New USDA/SARE Survey Shows Benefits of Cover Crops

Hundreds of farmers across 36 states confirm the advantages of cover crops, from increased yields to improved soil health.


| August 14, 2013


The U.S. Department of Agriculture’s Sustainable Agriculture Research and Education (SARE) program has published the results of a nationwide survey that assesses the benefits, challenges, yield impacts, and scale of adoption of cover crops. The SARE program worked with the Conservation Technology Information Center (CTIC) to survey more than 750 farmers who have grown cover crops across 36 states. The results of the survey confirm that farmers are seeing multiple advantages of cover crops, including increased yields of corn and soybeans following the cover crop.

According to SARE, key findings of the survey include:

  • During the fall of 2012, corn planted after cover crops had a 9.6 percent increase in yield compared to side-by-side fields with no cover crops. Likewise, soybean yields were improved 11.6 percent following cover crops. 
  • In the hardest hit drought areas of the Corn Belt, yield differences were even larger, with an 11.0 percent yield increase for corn and a 14.3 percent increase for soybeans. 
  • Surveyed farmers are rapidly increasing acreage of cover crops used, with an average of 303 acres of cover crops per farm planted in 2012 and farmers intending to plant an average of 421 acres of cover crops in 2013. Total acreage of cover crops among farmers surveyed increased 350 percent from 2008 to 2012. 
  • Farmers identified improved soil health as a key overall benefit from cover crops. Reduction in soil compaction, improved nutrient management, and reduced soil erosion were other key benefits cited for cover crops. 
  • Farmers are willing to pay an average (median) amount of $25 per acre for cover crop seed and an additional $15 per acre for establishment costs (either for their own cost of planting or to hire a contractor to do the seeding of the cover crop). 
Most farmers (72 percent) choose to plant winter cereal grains as a cover crop, while 62 percent choose brassicas and 58 percent choose legumes. Roughly one-third of respondents plant multi-species mixes, which can fix nitrogen, scavenge nutrients, and break up hard pan. Most of the producers surveyed plant cover crops because they reduce soil compaction and erosion. Over 40 percent of respondents plant cover crops primarily for the nitrogen scavenging benefits.
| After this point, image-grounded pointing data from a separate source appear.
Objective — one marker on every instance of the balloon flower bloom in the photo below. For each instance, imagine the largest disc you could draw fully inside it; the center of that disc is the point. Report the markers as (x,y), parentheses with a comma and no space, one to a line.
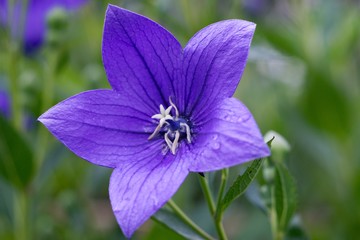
(170,111)
(31,24)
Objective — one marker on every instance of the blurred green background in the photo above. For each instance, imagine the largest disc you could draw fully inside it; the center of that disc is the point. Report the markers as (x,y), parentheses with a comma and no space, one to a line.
(302,80)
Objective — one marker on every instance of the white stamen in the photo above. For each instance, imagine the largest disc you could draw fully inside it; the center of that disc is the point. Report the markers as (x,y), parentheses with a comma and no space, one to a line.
(173,105)
(167,140)
(175,143)
(188,133)
(171,137)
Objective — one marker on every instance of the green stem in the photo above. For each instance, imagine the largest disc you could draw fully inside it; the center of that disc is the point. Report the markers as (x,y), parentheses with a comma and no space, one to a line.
(16,109)
(208,195)
(187,220)
(21,216)
(224,177)
(209,199)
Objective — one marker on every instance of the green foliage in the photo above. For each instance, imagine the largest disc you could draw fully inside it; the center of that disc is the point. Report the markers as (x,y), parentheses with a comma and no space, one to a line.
(16,157)
(285,197)
(173,222)
(241,183)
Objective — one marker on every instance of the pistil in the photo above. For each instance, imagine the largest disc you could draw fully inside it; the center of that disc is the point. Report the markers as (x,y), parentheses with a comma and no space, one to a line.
(172,127)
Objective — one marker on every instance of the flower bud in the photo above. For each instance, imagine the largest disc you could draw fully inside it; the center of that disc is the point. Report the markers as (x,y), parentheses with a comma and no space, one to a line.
(57,19)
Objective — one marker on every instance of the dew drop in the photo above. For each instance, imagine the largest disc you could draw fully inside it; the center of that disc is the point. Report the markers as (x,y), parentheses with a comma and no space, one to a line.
(214,137)
(216,146)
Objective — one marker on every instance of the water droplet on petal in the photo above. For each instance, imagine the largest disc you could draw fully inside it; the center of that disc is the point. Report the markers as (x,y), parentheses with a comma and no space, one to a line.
(216,146)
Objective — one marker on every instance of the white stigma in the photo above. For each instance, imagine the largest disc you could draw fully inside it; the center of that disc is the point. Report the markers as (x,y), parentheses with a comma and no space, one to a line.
(171,136)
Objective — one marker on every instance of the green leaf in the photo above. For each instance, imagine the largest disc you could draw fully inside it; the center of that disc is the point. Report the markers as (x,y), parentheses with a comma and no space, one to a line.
(16,158)
(173,222)
(241,183)
(285,196)
(296,230)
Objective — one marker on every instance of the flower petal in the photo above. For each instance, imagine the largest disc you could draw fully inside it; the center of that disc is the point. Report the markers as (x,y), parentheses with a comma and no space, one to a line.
(214,60)
(103,127)
(141,187)
(227,138)
(141,58)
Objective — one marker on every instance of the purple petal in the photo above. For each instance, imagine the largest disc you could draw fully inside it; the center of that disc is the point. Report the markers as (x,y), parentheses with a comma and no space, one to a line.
(227,137)
(214,60)
(103,127)
(141,58)
(141,187)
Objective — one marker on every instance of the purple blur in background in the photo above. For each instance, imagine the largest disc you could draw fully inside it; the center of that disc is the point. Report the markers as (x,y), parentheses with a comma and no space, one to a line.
(35,20)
Perhaps most importantly for producers, the survey results note:

  • Respondents reported increases in 2012 cash crop yields in fields where they used cover crops – an average corn yield of 126.2 bushels per acre after cover crops vs. 115.1 bushels per acre without cover crops. It is important to note that the 2012 drought had a profound impact on corn yields across much of the country [...]
  • Proponents of cover crops point out that water held in the soil by the shading action of cover crops, and the additional moisture-holding capacity of soil in which long-term cover cropping and other conservation practices have increased soil organic matter, likely accounted for much of the yield gain where cover crops were planted.
  • Producers saw a similar yield increase with soybeans. Increases in yield were even greater in seven states severely impacted by the 2012 drought – Illinois, Indiana, Iowa, Kansas, Missouri, Nebraska and South Dakota. The increasing popularity of cover crops points to the great work that SARE and groups like Practical Farmers of Iowa (PFI) have been doing for many years to assess, demonstrate, and publicize the benefits of cover cropping. Nonetheless, significant barriers to cover crop adoption remain.

The new survey results clearly demonstrate that cover crops are increasing rather than decreasing cash crop yields. This information should help USDA’s Risk Management Agency assess the risk of adopting cover crops. The survey results also provide a great opportunity for USDA’s Natural Resources Conservation Service (NRCS) to increase outreach to producers through its Soil Health Initiative.